В 1943 году, весной, когда шла посевная и мы снова боролись за гектары и работали, напрягая все силы, в это напряженное время на Машу обрушилось горе.
Я стала замечать, что она нервничает. Раза два спросила, что с ней. Она посмотрит на меня сухими глазами, нахмурит брови и недовольно скажет:
— О чем ты, Даня? — Я и замолчу, понимаю, неприятно Маше, что вижу ее переживания.
Мы все заметили, что перестали приходить Маше письма со знакомым всем нам почерком. Наверно, с танкистом Ваней что-то произошло. «Уж не убит ли?» — с тревогой думала я. Может, ранен? Он стал уже майором и орденоносцем, об этом рассказала нам Маша.
Мы с Машей были в вагончике и ремонтировали головку блока, когда пришел почтальон и принес большую кипу писем. Почтальон ушел, а мы с Машей стали разбирать письма. Я заметила, как лихорадочно она просматривала письма, как отбрасывала все, что были адресованы ей, искала только одно-единственное, но его не было. Потом, уже не торопясь, стала рассматривать треугольнички писем, присланных ей. Вдруг она остановилась на одном. Оно было в настоящем почтовом конверте, а не свернуто из бумаги треугольничком, как обычно писали тогда с фронта.
Маша быстро вскрыла конверт, вижу — на хорошей бумаге, что-то напечатано. Она прочла, вскрикнула, страшно побледнела, посмотрела на меня испуганными, страшными глазами, хотела что-то сказать, но голос ее пресекся, она не могла выговорить ни слова. Маша прижала к груди письмо и выбежала из вагончика.
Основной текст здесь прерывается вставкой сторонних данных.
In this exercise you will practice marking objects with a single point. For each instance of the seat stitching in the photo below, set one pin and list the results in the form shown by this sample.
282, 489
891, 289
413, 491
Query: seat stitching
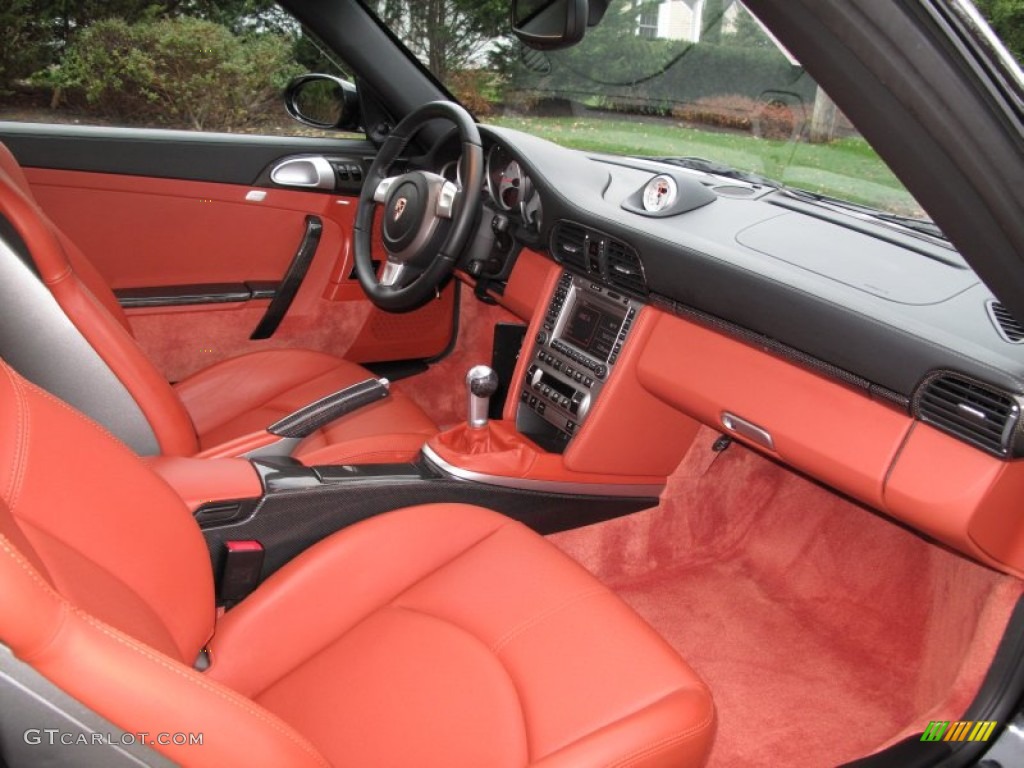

К ночной смене Маша пришла. Ее осунувшееся лицо было бледно, губы запеклись, как в лихорадке, воспаленный взгляд был мрачен. С этого дня она замкнулась в себе и ни с кем почти не разговаривала. Во взгляде ее больших глаз теперь было что-то страдальческое, отрешенное от мира.
Однажды ночью, когда началась страшная гроза и я побежала к девчатам, работавшим в поле, в ночном, Кострикина раскрылась передо мной.
Молнии то и дело полосовали небо, со страшным треском грохотал гром, дождь лил как из ведра. Мы с Машей прижались к машине и закрылись брезентовым плащом, который я захватила с собой. И тут Маша сказала мне:
— Даня, почему так несправедливо судьба распоряжается, — ты знаешь, у Бугрова семью фашисты зверски замучили. Когда город освободили, он узнал. Он должен был за них отомстить, должен, а его через несколько дней убили. У них стрелка-радиста убило и Ваню, — а водитель жив остался, он вывел танк из боя. Почему Ваня погиб? И семья вся, и он — почему? Он должен был жить, должен, Даня, должен же был, да? Ну, скажи, да? Я вот все думаю, думаю, хочу понять, почему в жизни бывает такая несправедливость?! Ты мне скажи!